I quizzically looked at her. I’d never seen someone so excited about a generically addressed envelope.
My wife helped me understand it. Our youngest, who we adopted through the foster care system, was just happy to see something that made her feel like she belonged. For some reason, that piece of marketing reminded her that she was one of us now.
We all want to belong to something. Most of us have families that will claim us. We work so hard to identify ourselves based on the groups we think describe us, whether it’s by political ideology, by our chosen professions or by our religious beliefs.
It’s getting harder and harder to feel like we belong these days, though. Social media, which started with the promise of bringing us together, instead pushes us further apart. We fall into echo chambers fed by the voices we like on Facebook and Twitter. It’s easier and easier to feel like we need to belong to groups, since they give us an identity.
I suspect the great changes in our society since the coronavirus pandemic started are messing even further with our heads.
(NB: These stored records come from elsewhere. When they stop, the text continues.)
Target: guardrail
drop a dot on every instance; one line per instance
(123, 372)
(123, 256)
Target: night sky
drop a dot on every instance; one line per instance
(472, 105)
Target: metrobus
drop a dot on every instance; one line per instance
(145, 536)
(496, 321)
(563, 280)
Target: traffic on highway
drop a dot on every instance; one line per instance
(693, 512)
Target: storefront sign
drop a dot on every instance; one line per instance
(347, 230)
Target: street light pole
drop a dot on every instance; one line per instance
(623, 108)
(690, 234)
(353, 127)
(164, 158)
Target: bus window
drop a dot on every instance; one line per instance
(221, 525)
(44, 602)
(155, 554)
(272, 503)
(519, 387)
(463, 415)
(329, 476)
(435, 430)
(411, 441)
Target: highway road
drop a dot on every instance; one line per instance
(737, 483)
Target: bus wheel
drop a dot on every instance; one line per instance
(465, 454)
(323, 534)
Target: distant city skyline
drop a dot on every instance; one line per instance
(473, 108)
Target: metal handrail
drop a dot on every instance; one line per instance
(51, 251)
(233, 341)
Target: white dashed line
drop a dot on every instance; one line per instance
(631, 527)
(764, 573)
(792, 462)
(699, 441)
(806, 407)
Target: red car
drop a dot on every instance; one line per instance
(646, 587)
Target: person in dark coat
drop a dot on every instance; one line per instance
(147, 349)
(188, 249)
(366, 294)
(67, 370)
We haven’t had as many casual encounters out in society lately. I don’t know about you, but I spend a lot less time just out in society. I’m a bit of an introvert anyway, but now when I’m out it feels extremely isolating. It’s a mix of seeing a world of half-covered faces and businesses with fewer seats than normal.
It’s such a challenge to feel like you belong to something bigger. That’s why it’s so easy to latch onto little slivers of groups. That’s how it becomes so easy to demonize those who aren’t like us, especially when we don’t get a chance to really get to know anyone from groups outside our own.
Black. White. Democrat. Republican. Female. Male. Baby boomers. Millennials.
They’re all just labels we lean on to overgeneralize what someone believes instead of investing the time and effort to realize that we all belong. We all belong to a greater group called Americans. We all belong to an infinitely respectable group called humans.
I’ll try to think about this the next time I’m tempted to generalize a whole group of people. I’ll try to accept the wisdom of our 7-year-old daughter: Belonging brings you joy.
We let her open that piece of mail, by the way. She excitedly tore it open. It was an offer for life insurance. It’s funny how life can teach us important lessons from seemingly random things.